Giuseppe parlava poco e lavorava molto. Mani abili, cuore grande. Conosceva i trucchi del mestiere. Pareva parlare con il legno. Carezzava tronchi inerti, li lisciava con le sue mani ruvide, osservava, annusava, pensava, poi, con un guizzo di fantasia sceglieva, forgiava con sapienza quel pezzo di legno inanimato, lo trasformava, infondendogli nuova vita. Artigiano, artista, maestro, le definizioni si sprecavano.
«Amo il mio lavoro. Niente di più» commentava.
Iniziò il giorno del primo sbarco, quando quell’uomo magro, macilento, era caduto ai suoi piedi… quasi ad affidarsi a lui per le estreme cure. Lo interpretò come un segno, lui, anima semplice, credeva ai segni. Aveva sempre lavorato per migliorare la vita: sedie, tavoli, culle, mobili di ogni tipo e fattura. Ora capiva che il suo destino sarebbe stato un altro. Decise che avrebbe reso più umana la morte di chi aveva scelto la sua terra per esalare l’ultimo respiro.

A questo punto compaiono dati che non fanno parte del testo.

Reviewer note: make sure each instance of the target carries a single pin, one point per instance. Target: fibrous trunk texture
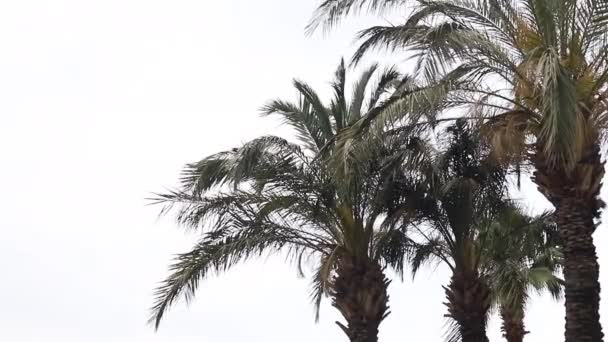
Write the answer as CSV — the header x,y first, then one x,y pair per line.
x,y
468,302
359,292
581,272
513,328
575,196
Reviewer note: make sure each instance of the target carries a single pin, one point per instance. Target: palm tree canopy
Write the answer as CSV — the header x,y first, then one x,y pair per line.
x,y
454,192
546,62
272,195
522,253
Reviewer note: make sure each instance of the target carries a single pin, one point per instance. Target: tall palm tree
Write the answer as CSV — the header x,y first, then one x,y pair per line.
x,y
453,193
271,195
539,71
520,254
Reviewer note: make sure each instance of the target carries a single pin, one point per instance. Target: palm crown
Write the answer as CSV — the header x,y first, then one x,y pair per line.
x,y
272,195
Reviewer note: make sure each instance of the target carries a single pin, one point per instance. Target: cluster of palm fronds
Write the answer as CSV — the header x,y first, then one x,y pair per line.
x,y
388,178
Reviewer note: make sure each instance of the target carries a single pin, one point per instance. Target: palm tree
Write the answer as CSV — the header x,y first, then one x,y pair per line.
x,y
271,196
520,254
454,193
538,69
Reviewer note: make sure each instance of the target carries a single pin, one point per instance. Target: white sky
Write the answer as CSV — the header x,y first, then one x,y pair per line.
x,y
101,103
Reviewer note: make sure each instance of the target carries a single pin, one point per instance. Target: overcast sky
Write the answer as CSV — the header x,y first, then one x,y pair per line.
x,y
101,103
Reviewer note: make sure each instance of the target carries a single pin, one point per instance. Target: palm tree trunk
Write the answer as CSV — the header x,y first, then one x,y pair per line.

Costruì una bara, e, a dispetto di tutto, volle pensarla un oggetto vivo. Raccolse la storia di chi, in eterno, avrebbe riposato tra le sue pareti …per lavorare meglio. Diceva…
Seppe, così, che quel primo uomo, Abdul, cercava una risposta al male che lo consumava che lo aveva reso magro e fragile. Una risposta alla nuova peste, al nuovo flagello di Dio, che la sua terra, l’Africa, non poteva offrire.
Giuseppe incise il nome e la storia, scelse un posto, sulla collina, per seppellire Abdul… e quanti lo seguiranno. Pensò. E aveva ragione
Un mese dopo depose Fatima, con il suo carico di vita sconfitta… Fatima e il suo bambino, che doveva nascere nel mondo dei ricchi, che non avrebbe sofferto fame e malattia… Fatima coraggiosa, intrepida, luce negli occhi… luce spezzata.
Depose Paul, invasore di cinque anni, affidato dalla madre alle cure poco amorevoli degli zii, che avrebbero dovuto proteggerlo, avviarlo alla nuova vita, che riuscirono, a fatica, a proteggere se stessi.
Depose quelli che seguirono, che ora dormono sulla collina, in un angolo solo per loro. Benedetto dal sole, dalla pioggia, dal vento e da una croce.
Sì, una croce. Giuseppe non voleva lasciarli così, senza un segno…
Forgiò con le sue mani esperte una croce per ogni anima addormentata. Vi pose il nome e la storia… la vita e la morte.

«Non puoi. È un abuso» dicevano alcuni.
«È inutile. Pensa alla tua gente» dicevano altri.
«Non puoi, Giuseppe. E se sono musulmani? Se non hanno fede?»
«Gesù non si cura di queste cose» rispondeva.
…E nemmeno Giuseppe se ne curava. Continuava a costruire croci, instancabile e generoso, affinché almeno la morte restituisse, a quelle vite perdute, il senso della loro esistenza.